El invierno de nuestro descontento

Me has dicho que tu perro murió, ya hace un tiempo. Me he quedado helada, no sé por qué. Porque no lo había visto más que una vez ¿te acuerdas? Fuimos a la playa. Era un día frío y soleado de invierno, quedamos para pasear por la arena y lo trajiste para que jugara. Sabes que no me gustan los perros, pero el tuyo me cayó bien al instante. No sé, tenía una cara simpática, y parecía buena gente. Estuvimos correteando al borde del agua, de vez en cuando le tiraba un palo y él me lo traía. Si yo estaba distraída hablando contigo, él se paraba y me miraba muy serio y paciente, esperando que yo recogiese el palo y le acariciase, diciéndole lo listo que era; entonces inclinaba la cabeza,modesto, y esperaba otra oportunidad de demostarme que mis elegios los merecía plenamente. Cuando nos sentamos después de una larga hora de paseo y charla, con las chaquetas cubriéndonos por completo y con la respiración humeante, se puso a investigar los alrededores, y de vez en cuando nos traía algún tesoro recién descubierto: una madera finamente labrada por el oleaje, un pedazo de flotador, una cadena oxidada y un cristal brillante y hermoso como un diamante. Este me lo puso directamente en el regazo, y por la cara con que lo miraste no me quedó más remedio que dártelo, a pesar de que me hubiese gustado quedármelo.

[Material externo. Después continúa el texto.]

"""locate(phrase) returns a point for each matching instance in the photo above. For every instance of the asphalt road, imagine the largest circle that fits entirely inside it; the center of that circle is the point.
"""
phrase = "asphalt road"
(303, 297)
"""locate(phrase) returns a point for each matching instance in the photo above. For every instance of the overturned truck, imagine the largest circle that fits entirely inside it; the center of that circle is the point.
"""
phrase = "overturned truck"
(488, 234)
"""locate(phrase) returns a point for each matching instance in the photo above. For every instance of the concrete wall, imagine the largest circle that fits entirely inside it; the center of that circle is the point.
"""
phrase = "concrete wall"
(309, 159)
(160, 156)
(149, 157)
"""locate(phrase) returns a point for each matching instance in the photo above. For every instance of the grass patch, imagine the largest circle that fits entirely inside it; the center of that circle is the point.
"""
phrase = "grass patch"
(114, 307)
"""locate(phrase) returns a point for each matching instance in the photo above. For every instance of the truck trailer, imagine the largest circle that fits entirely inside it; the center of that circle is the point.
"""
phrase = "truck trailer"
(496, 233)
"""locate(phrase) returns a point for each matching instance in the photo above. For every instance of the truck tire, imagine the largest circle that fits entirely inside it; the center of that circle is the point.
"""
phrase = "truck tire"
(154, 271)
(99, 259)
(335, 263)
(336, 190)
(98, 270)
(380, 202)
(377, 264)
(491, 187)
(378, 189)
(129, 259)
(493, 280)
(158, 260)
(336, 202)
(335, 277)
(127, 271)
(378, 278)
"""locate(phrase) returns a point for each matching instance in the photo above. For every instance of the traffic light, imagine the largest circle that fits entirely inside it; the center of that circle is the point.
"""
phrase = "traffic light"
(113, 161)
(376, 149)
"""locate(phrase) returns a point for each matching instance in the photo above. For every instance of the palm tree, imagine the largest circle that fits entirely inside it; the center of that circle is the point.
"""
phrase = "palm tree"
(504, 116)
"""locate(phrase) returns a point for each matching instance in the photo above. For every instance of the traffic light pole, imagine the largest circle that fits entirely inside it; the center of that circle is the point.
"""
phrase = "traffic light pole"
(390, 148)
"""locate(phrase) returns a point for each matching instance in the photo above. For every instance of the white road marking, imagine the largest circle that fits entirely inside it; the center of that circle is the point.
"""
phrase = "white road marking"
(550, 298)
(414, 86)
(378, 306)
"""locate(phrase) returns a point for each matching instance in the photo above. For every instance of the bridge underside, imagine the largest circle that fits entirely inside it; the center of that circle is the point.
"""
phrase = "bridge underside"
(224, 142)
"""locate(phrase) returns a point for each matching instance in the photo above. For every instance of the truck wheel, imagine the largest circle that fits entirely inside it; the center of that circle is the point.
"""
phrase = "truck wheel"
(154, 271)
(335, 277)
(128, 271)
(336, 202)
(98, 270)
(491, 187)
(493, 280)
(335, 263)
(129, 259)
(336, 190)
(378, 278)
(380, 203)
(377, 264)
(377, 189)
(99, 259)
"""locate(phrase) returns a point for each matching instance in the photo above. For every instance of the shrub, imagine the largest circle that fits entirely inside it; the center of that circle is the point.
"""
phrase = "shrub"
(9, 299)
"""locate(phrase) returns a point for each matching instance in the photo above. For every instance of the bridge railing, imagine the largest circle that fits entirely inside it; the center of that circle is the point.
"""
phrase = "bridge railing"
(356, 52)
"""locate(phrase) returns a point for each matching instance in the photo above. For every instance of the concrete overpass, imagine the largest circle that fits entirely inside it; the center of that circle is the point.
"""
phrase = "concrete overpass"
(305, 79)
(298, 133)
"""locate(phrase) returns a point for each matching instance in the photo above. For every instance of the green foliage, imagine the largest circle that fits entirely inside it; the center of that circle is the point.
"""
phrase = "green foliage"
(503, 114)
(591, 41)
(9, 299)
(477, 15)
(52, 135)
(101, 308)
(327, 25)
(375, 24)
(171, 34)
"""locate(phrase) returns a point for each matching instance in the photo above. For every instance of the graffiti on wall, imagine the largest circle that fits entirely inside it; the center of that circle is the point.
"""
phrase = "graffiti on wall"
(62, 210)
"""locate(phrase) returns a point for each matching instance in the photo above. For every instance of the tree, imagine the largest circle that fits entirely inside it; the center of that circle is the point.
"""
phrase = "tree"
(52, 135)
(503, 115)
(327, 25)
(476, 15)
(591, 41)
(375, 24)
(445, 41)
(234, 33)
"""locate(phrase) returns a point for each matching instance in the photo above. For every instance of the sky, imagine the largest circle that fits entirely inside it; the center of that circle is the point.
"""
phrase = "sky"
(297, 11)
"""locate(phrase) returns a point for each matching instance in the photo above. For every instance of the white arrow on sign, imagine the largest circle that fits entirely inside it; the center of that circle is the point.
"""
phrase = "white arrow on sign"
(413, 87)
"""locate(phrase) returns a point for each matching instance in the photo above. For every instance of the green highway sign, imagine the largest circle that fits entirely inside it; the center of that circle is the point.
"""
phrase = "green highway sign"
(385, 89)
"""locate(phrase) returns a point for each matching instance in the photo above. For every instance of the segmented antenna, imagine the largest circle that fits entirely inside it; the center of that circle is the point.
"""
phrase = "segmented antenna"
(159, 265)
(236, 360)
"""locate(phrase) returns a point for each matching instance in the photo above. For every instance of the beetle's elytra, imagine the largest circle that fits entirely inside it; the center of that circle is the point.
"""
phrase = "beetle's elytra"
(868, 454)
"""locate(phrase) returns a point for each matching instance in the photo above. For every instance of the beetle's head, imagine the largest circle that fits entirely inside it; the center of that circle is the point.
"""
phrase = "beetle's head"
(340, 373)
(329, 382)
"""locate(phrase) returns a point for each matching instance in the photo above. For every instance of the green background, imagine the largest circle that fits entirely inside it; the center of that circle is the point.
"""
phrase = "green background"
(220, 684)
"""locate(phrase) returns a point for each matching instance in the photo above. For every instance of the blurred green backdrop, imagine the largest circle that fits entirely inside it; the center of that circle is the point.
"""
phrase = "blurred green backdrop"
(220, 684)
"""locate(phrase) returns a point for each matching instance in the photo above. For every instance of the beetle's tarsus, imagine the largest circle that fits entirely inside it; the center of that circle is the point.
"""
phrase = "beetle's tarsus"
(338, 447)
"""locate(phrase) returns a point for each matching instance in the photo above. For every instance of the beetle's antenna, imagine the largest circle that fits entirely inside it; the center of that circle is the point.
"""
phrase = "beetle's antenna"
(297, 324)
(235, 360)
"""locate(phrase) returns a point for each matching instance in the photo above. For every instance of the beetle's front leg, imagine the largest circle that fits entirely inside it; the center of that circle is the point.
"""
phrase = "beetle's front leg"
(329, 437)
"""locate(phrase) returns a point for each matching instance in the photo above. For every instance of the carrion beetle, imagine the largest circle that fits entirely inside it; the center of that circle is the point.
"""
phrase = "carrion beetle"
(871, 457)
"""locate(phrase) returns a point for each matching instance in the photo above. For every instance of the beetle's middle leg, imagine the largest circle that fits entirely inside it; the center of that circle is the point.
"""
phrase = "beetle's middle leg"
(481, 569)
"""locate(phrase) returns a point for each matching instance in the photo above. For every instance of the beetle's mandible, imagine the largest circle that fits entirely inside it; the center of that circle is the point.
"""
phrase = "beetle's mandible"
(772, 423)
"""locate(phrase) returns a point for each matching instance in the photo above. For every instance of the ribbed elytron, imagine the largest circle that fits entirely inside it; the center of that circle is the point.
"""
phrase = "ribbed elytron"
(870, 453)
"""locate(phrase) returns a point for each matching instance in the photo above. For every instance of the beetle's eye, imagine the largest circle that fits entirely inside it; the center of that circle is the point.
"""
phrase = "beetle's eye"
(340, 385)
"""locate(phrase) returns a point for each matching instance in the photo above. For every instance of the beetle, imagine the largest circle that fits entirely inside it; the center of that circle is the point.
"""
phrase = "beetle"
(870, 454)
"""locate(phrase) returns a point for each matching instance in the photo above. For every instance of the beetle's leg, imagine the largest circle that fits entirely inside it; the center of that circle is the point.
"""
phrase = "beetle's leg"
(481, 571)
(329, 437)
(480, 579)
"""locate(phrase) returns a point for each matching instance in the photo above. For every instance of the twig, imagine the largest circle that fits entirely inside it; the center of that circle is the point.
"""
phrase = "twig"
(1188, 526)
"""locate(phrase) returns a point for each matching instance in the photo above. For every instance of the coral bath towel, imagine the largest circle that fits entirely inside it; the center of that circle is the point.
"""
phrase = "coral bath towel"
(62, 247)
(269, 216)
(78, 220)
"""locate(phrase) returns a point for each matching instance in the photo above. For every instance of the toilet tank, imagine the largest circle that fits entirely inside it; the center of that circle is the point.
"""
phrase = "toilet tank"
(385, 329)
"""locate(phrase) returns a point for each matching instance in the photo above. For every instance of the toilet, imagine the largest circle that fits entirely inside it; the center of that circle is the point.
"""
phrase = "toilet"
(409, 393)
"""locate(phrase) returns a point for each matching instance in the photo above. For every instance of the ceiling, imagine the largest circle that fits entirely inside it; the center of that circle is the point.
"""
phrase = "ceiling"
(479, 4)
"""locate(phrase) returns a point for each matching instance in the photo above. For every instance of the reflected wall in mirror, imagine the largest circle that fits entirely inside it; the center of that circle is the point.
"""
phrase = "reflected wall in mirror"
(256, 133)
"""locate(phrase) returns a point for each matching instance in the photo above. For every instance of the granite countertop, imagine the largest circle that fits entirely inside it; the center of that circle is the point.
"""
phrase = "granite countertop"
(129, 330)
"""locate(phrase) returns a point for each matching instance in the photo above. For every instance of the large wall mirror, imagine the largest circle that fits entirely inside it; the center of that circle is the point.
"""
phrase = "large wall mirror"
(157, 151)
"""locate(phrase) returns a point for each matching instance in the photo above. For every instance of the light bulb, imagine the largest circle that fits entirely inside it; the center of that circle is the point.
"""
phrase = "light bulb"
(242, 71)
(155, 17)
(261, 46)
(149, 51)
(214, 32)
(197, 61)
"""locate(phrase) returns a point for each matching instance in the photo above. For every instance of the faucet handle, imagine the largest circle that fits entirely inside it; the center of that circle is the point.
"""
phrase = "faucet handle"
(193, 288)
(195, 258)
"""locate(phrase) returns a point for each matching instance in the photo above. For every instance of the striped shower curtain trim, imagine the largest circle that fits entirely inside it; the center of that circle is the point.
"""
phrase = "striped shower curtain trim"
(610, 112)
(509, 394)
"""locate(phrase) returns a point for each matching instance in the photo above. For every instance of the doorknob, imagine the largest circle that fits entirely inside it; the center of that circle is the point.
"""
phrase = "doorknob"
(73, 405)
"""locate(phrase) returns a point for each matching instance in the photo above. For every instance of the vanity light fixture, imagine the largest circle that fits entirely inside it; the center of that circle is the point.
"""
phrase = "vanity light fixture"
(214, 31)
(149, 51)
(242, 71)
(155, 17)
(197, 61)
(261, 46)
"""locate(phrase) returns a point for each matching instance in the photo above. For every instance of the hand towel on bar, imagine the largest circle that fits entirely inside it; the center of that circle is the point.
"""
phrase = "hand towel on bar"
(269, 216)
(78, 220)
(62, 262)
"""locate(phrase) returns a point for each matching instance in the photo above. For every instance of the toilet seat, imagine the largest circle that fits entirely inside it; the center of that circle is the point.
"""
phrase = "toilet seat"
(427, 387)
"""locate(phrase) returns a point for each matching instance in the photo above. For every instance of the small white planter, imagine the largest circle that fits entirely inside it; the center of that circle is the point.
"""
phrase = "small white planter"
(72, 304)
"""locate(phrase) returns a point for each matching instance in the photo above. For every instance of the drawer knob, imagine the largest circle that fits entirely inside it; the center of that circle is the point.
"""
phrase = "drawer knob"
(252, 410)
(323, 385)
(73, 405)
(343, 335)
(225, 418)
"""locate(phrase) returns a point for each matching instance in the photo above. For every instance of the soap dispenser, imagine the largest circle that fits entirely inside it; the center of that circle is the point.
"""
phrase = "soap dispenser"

Pero de aquella tarde en la playa sólo conservé el recuerdo, ni una foto que pueda dar una ligera idea de la belleza de aquel atardecer, con un sol como pintado a placer sobre un cielo de atrezzo. Tú ya ni vives aquí, ni casi te acuerdas de lo que era esa vida de paseos por la arena, las conversaciones sobre todo y nada, las cervezas en una terraza hasta que las manos no respondían por el frío, y las miradas confiadas. Y por encima hoy me cuentas que tu perro se murió. Y yo no he podido parar de llorar desde entonces, para tu desconcierto y el mío.